In parte, diciamo, le risposte sono quelle che abbiamo dato prima: processi decisionali partecipati e trasparenti, qualità della pubblica amministrazione. Poi occorre potenziare la rete dei controlli sull’utilizzo delle risorse. Da questo punto di vista il tema della semplificazione è strategico. Ma se da un lato abbiamo urgenza di utilizzare le risorse per la ripresa rapida del nostro sistema economico e produttivo, dall’altro non possiamo, soprattutto in questa fase, allentare l’attenzione su come e chi le utilizza. La semplificazione, quindi, non può essere uno strumento che allenta quel sistema di controllo, di verifiche. Al contrario, deve essere uno strumento che, sburocratizzando una serie di processi, favorisce invece il controllo e la capacità di determinare procedure. Da questo punto di vista il tema degli appalti è centrale.

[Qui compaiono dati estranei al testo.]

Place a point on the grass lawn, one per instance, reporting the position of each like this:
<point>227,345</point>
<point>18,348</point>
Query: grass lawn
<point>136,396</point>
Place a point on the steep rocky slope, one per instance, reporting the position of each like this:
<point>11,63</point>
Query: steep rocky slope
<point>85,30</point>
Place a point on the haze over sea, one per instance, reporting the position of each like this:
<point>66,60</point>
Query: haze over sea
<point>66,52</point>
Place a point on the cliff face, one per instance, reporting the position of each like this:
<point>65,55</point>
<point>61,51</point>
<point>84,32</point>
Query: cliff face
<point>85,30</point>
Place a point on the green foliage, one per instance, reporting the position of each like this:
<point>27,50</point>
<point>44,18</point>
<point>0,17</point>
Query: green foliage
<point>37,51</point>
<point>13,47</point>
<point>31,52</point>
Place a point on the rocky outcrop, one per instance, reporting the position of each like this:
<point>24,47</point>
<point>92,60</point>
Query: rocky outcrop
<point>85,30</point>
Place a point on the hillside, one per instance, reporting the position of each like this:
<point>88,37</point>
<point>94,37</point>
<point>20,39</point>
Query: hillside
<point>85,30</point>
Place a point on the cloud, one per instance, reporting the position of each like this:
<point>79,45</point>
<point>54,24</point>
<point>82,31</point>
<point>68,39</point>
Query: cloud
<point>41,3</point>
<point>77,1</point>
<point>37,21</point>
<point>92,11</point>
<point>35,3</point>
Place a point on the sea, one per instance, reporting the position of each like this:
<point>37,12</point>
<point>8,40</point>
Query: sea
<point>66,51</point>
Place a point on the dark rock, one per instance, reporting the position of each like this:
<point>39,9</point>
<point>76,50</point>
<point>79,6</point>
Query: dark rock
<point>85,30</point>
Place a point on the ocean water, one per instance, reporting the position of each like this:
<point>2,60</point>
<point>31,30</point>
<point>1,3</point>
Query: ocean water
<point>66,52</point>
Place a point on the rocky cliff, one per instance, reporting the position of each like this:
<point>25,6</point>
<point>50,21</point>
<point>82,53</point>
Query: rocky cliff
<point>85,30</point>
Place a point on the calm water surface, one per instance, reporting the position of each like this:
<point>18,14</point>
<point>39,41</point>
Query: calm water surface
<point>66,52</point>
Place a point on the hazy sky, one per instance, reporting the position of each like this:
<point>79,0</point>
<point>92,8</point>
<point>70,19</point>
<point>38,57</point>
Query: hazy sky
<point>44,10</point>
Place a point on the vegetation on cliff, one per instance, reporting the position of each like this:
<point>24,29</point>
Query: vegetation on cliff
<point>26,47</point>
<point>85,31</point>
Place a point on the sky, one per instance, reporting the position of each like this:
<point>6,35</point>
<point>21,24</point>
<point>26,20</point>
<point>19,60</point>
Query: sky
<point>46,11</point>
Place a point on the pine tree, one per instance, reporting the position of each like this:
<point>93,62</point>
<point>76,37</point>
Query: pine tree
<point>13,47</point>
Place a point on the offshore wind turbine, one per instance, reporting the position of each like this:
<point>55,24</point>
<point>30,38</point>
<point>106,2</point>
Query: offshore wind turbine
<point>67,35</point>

Un appalto pubblico assegnato col criterio del massimo ribasso, ad esempio, significa favorire chi lucra sul costo del lavoro, ma anche sul costo dei materiali. È stato uno degli elementi che nel tempo ha stratificato corruzione, illeicità e infiltrazione della criminalità organizzata. Attraverso gli appalti, quindi si può determinare anche il contrasto all’illegalità e allo sfruttamento del lavoro. E quando parlo di appalti e di Durc per congruità non penso solo al settore delle costruzioni, ma anche a quello dei servizi. Oltre a questo vanno potenziati tutti gli strumenti di controllo dall’Anac agli ispettorati del lavoro. Anche la digitalizzazione dei processi e la messa in rete delle banche dati sono strumenti utilissimi al contrasto di fenomeni di illegalità.

In una battuta la considerazione finale che ti chiedo è questa: la bilancia personale di Giuseppe Massafra, nel leggere il Pnnr dove pende?

 

 

 

Sono inguaribilmente ottimista, penso che abbiamo uno strumento che può determinare quel cambiamento di direzione necessario al Paese. Però per essere davvero questo, il Pnrr deve essere uno strumento “partecipato”. C’è la necessità di un confronto strutturato che metta tutti nelle condizioni di fare le proprie proposte, di esercitare il proprio ruolo. Noi ci stiamo spendendo tanto perché questo avvenga: sosteremmo la necessità di confronto e di partecipazione con la mobilitazione, consapevoli della responsabilità che, come organizzazione sindacale, abbiamo di fronte al Paese.